Potential claims that may be brought
The first potential claim that could be brought against a bank is a claim for unjust enrichment. This claim is quite attractive as it does not, on the face of it, require any wrongdoing on the part of the bank. Rather, the cause of action arises out of restitution by virtue of the fact that the bank has received a benefit that it should never have received. The requirements to establish this cause of action are: (1) an enrichment or receipt of a benefit; (2) the enrichment is unjust; and (3) the enrichment was at the expense of the claimant. However, the difficulty is that if the money has already left the fraudster’s account (which often happens very quickly) then the bank will likely be able to rely on the defence of “change of position”, as it no longer has the money. Whilst a bank will be precluded from relying on this defence if it can be established that the bank acted in bad faith, this will be extremely difficult to prove.
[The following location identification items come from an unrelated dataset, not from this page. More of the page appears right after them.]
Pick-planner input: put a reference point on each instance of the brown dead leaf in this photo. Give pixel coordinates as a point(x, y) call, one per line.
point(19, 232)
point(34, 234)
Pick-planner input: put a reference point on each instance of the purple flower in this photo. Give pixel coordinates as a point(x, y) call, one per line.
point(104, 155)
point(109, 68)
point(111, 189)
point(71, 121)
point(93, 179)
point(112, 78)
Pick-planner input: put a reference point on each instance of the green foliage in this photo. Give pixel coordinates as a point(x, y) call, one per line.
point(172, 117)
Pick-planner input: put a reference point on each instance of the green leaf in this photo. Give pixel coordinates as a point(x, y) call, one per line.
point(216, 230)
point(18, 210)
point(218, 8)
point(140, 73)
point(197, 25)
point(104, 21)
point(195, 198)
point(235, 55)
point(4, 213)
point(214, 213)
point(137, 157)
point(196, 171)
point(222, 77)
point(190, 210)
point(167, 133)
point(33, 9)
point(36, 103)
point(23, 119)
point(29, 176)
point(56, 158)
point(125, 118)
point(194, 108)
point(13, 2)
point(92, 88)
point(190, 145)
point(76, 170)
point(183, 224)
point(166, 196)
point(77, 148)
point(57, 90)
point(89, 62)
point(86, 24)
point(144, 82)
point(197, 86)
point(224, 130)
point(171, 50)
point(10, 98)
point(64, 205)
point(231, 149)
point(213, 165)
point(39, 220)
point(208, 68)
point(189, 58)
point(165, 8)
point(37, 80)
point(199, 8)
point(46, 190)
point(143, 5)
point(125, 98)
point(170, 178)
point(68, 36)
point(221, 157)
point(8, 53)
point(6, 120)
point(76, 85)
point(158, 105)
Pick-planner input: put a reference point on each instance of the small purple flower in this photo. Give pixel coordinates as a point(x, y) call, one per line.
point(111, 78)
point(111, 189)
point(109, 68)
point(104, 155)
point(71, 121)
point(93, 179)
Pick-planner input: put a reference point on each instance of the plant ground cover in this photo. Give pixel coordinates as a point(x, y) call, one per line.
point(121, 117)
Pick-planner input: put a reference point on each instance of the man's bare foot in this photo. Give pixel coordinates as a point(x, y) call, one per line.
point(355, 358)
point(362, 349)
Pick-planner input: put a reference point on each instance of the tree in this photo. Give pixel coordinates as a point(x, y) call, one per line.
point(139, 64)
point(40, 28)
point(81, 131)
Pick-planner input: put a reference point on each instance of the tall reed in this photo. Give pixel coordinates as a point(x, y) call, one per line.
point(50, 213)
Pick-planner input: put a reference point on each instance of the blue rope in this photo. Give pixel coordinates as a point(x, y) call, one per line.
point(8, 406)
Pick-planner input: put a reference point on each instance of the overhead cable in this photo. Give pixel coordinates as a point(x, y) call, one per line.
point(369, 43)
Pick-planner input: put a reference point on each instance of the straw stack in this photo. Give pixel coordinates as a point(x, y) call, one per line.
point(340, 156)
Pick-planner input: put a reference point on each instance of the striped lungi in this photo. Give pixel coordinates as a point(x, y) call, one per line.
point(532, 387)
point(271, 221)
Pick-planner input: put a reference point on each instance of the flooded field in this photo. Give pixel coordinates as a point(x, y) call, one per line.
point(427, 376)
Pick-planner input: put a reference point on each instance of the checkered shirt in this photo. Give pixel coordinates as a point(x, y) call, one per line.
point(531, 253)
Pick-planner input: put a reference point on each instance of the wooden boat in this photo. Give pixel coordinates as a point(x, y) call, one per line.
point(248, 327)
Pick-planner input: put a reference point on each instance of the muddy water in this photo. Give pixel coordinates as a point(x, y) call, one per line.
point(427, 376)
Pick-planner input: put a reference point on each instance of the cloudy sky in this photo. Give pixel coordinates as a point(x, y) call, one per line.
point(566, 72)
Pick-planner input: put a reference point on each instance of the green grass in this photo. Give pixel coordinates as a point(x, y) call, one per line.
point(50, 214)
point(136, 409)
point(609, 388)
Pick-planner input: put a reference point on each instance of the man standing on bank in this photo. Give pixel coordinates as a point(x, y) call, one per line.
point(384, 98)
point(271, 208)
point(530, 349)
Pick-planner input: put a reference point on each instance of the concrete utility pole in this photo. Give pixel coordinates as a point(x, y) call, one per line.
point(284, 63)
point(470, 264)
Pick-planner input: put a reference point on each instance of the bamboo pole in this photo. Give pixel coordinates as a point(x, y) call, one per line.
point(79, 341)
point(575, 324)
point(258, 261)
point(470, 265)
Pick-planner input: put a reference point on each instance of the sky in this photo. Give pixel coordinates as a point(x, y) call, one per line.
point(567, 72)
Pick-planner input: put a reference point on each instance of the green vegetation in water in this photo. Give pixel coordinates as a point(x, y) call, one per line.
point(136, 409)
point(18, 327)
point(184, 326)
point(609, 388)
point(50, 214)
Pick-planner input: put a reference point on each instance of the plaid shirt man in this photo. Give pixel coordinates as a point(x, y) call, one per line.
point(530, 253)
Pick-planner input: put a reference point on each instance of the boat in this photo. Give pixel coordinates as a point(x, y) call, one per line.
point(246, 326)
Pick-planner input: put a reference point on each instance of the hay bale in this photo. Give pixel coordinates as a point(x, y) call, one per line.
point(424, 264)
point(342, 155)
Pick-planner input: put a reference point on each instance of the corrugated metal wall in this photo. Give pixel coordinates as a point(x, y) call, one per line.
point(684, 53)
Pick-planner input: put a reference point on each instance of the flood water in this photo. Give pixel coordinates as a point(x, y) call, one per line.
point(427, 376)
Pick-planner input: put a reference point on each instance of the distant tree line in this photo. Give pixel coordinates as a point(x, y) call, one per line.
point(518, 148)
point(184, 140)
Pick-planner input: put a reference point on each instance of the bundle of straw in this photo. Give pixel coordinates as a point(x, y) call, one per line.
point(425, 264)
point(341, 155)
Other claims that may potentially be brought are claims in equity for dishonest assistance or knowing receipt of trust property. The difficulty in these types of claims is that it is necessary to either prove that the bank was dishonest or that it had knowledge that the property was trust property and has been transferred in breach of trust. Effectively, a bank would have had to have been involved in the fraud, or to have known that there was a real chance that the funds were the proceeds of money laundering and still turned a blind eye to this. There is some judicial support to suggest that a bank could be found liable for knowing receipt when money is transferred through its accounts. In Abou-Rahmah v Abacha3 Lord Justice Rix opined that given that money laundering is such a serious crime, he could not see “why a bank which has, through its managers, a clear suspicion that a prospective client indulges in money laundering, can be said to lack that knowledge which is the first element in the tort.” In short, if there is evidence of dishonesty for the purposes of dishonest assistance or the requisite knowledge for knowing receipt, these claims can be considered. However, any such evidence is likely to be circumstantial (often obtained as part of the Norwich Pharmacal Order for disclosure of information about account opening and money laundering processes) and obtaining further information from the bank is likely to prove difficult.
Victims of wire transfer fraud are struggling to get redress because tracking down the ultimate fraudsters and getting the funds back is usually not a realistic option. Most organisations’ insurance policies also do not provide cover for this type of fraud as there is no “cyber-attack” in the classic sense on the organisation’s IT infrastructure. What they are faced with is a 21st century variation of one of the oldest scams – making payments to those who are not genuine. It is argued that given the exposures, banks need to be held to higher standards to ensure that this type of fraud is not facilitated through their systems.